CHAPITRE PREMIER. — CONSTITUTION DE SPARTE.

 

 

§ 14. — Décadence et ruine.

Lorsque commença la guerre médique, Sparte était au point culminant de sa grandeur et de son influence sur le reste de là Grèce ; mais elle ne put longtemps rester à cette hauteur. En s’efforçant de s’y maintenir, elle fut conduite à s’écarter de ses anciennes voies, en ce qui concernait la politique étrangère, puis même à se relâcher des principes sur lesquels reposait sa Constitution. C’est ainsi qu’après une période de progrès plus apparent que réel, elle tomba dans une impuissance qui aboutit à une ruine complète.

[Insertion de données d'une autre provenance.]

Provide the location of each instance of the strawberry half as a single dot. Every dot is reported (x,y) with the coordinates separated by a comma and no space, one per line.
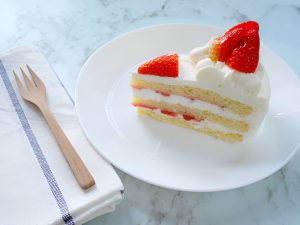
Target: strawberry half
(238,47)
(164,66)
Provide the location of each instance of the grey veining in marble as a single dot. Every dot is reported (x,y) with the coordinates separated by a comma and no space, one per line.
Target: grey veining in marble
(68,31)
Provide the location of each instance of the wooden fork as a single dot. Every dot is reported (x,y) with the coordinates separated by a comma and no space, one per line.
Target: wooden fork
(36,94)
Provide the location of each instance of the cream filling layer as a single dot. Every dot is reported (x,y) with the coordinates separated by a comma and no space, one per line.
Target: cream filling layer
(254,120)
(196,124)
(148,94)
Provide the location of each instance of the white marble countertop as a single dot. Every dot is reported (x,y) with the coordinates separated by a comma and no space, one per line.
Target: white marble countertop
(68,31)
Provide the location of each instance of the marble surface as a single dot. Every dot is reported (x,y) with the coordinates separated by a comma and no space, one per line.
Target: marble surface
(68,31)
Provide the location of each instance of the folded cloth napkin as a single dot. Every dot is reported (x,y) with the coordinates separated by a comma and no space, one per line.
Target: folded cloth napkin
(37,185)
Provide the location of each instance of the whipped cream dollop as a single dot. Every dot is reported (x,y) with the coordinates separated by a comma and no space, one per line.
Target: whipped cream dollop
(205,71)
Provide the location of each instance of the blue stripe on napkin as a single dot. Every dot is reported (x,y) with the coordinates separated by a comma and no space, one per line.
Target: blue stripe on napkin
(66,216)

Lorsqu’elle s’était vue à la tête de la Grèce, sans trop se prévaloir de cette situation, elle avait tenu du moins à ce qu’aucun autre peuple ne prit un développement qui pût devenir un danger pour elle. L’élévation rapide d’Athènes dut lui porter d’autant plus d’ombrage qu’en même temps les tendances démocratiques qui lui paraissaient avec raison compromettre son existence devenaient dominantes dans les Mats grecs. Les deux nations en vinrent bientôt à des conflits, et bien que la paix eût en fait été rétablie deux fois, la situation resta tendue et ne se dénoua que par une lutte acharnée à laquelle put seul mettre fin le triomphe définitif de l’un des deux adversaires. Sparte n’était pas en état de soutenir cet antagonisme avec les seuls moyens dont elle avait disposé jusque-là ; elle dut recourir à des secours étrangers qui altérèrent le principe et le caractère de sa Constitution. Comme une guerre avec Athènes ne pouvait être menée à bien que sur mer, et que les finances de Sparte ne lui permettaient pas de créer ni d’entretenir urge marine considérable, elle se vit dans la nécessité de demander des subsides au roi de Perse, et de combattre, avec l’ennemi traditionnel, la nation qui avait le plus contribué à sauver la liberté hellénique. Pour attirer vers elle les alliés d’Athènes, il lui fallut prendre des engagements qu’elle n’avait ni le pouvoir ni la résolution de tenir. Dans de telles circonstances la bonne foi n’était plus de mise ; les artifices diplomatiques, la souplesse dans ]es relations avec le grand-roi et ses satrapes, la dissimulation et le mensonge en prirent la place ; et, après le triomphe, ce ne fut pas seulement la Grèce qui put constater à quel point les vainqueurs ressemblaient peu à l’idée qu’elle s’en était faite d’après leurs promesses et la façon dont ils traitaient naguère leurs alliés ; les Perses apprirent aussi combien Sparte était peu disposée à la reconnaissance.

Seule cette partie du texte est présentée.